This adds qt5-qmultimedia and openal-soft as two dependencies as a replacement to the nsight-compute-2019.4.0.
I think there’s something wrong with resolving the package names when there are multiple repositories having multiple packages but with the same name. Of course, a sane way of solving this would be to pick the one having a greater version number but this also makes it a critical vulnerability as well. Imagine, if I went ahead and created a COPR for nano with version ahead than 5.3-4.
Looks like nsight-compute-2019.4.0 provides some of the wireshark dependencies and somehow wins over qt5-qmultimedia and openal-soft. I think this is why adding too much 3. party repos is frowned upon and at some point breaks your installation. Adding some arbitrary repo is definitely a security risk and you can prevent this with sticking with the well known and trusted repos, like RPMFusion.

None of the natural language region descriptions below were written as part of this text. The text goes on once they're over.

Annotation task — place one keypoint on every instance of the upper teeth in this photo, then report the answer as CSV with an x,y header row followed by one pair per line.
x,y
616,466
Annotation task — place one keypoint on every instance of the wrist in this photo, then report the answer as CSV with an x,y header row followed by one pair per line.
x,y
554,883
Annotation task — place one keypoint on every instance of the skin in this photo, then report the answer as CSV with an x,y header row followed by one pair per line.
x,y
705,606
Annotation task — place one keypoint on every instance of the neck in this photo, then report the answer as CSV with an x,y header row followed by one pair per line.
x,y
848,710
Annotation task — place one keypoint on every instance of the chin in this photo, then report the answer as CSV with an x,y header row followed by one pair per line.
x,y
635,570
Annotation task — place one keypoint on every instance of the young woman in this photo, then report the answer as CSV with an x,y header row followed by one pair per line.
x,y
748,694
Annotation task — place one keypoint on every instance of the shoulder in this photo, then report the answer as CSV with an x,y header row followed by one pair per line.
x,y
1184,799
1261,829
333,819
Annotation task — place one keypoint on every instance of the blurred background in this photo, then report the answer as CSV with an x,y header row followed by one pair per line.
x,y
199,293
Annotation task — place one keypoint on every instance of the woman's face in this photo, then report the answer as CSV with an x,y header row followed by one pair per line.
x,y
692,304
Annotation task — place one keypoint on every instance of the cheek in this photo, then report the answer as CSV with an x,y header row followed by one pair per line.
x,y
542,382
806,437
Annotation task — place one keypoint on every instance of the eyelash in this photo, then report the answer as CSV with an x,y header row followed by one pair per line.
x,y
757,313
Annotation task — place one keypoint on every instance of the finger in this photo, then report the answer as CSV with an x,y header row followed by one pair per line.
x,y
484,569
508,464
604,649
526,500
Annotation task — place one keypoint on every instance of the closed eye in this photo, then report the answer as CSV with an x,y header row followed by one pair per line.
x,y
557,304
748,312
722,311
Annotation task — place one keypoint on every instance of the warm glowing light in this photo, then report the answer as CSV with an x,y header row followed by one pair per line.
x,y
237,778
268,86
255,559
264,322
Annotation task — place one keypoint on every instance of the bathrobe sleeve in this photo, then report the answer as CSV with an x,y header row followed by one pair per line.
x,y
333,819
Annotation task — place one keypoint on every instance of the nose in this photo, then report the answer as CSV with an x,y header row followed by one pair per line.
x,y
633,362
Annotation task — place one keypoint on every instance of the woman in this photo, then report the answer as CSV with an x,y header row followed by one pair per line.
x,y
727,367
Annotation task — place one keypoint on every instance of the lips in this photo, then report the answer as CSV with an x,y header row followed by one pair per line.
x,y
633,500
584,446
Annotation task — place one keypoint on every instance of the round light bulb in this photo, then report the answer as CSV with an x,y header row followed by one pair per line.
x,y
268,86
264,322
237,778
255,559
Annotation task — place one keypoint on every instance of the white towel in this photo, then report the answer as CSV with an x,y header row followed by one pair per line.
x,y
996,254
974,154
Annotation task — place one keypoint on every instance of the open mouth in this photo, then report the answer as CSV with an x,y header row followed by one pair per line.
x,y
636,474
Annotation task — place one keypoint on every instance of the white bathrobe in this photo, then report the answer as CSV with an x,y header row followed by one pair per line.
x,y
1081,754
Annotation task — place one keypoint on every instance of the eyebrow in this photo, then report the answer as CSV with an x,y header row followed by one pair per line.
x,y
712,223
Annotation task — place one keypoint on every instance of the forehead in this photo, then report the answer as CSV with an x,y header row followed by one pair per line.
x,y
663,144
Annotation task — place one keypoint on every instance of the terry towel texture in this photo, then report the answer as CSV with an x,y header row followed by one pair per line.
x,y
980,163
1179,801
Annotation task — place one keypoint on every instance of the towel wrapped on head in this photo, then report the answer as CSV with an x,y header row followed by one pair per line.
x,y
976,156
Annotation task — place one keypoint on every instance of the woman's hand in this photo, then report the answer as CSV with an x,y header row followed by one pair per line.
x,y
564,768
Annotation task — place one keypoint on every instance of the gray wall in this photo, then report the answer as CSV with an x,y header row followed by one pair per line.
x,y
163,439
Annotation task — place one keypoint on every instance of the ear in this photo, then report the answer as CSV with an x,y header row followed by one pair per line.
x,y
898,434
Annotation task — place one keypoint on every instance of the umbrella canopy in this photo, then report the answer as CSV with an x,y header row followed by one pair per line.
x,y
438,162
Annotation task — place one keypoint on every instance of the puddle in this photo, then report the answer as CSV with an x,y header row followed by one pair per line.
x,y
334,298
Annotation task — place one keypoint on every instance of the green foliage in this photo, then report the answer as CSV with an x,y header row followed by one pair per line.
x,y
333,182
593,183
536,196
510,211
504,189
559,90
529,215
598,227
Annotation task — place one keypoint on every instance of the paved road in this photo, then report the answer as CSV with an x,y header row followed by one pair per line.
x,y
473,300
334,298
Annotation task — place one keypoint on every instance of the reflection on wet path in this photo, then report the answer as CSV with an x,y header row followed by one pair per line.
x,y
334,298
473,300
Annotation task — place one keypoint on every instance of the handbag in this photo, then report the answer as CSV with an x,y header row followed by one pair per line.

So, wireshark doesn’t need it. This package, for some reason, is providing a capability that wireshark depends—which in Fedora are fulfilled successfully by the other dependencies. You can check capabilities that a package provides using dnf repoquery --provides <package name>. I’m sure you’ll find that the nsight-compute one provides stuff that the qt5-qtmultimedia etc. provide. Maybe it just bundles them—who knows what’s in the 260MiB rpm! XD
You can use the priority setting in the repository’s config file to ensure that packages from the Fedora and RPM Fusion repositories are always preferred to other repositories. man dnf.conf for more info on how to use it.
I’ll update the topic here to better describe the issue, since “wireshare now needs CUDA software as its dependencies” is not an accurate description
Well that explains why COPR, even when one of the reliable places to build packages, still isn’t officially supported by the infrastructure. Resolution of packages with same name across multiple repositories is still a gray area as there’s no order of precedence that is maintained in the repository listing when fetching the packages. A package with a greater version will supercede even when it hails from a non-default repo.
That would be a worthwhile experiment that would keep me entertained and also help with some deductions.
Wait. Is there a way of setting priority across repositories? Why don’t we have a quick doc about it yet?
Yes, please go ahead and do so. The installation of Wireshark before repo disabling had a funny outcome hence I decided to give a funny title to the post noting the observation.
I’d say because it’s an advanced config and we don’t want users installing random third party repos just because they can tweak repository priority. It really isn’t something that everyone should be using. A majority of our user base should be sticking to Fedora + RPMFusion, and the advanced folks should be advanced enough to read the man pages
PS: if you can get in touch with the provider of this cuda repository, you should inform them that they’re providing badly packaged rpms that overrun Fedora packages. If this is necessary, they should clearly document this so that their users are aware.
Perhaps the defaults should be reconsidered to not override the official repos unless the priority is specified explicitly in the repo file, i.e. change the official repos priority to something like 50 by default.
@mattdm, is it possible to propose this change for the next release?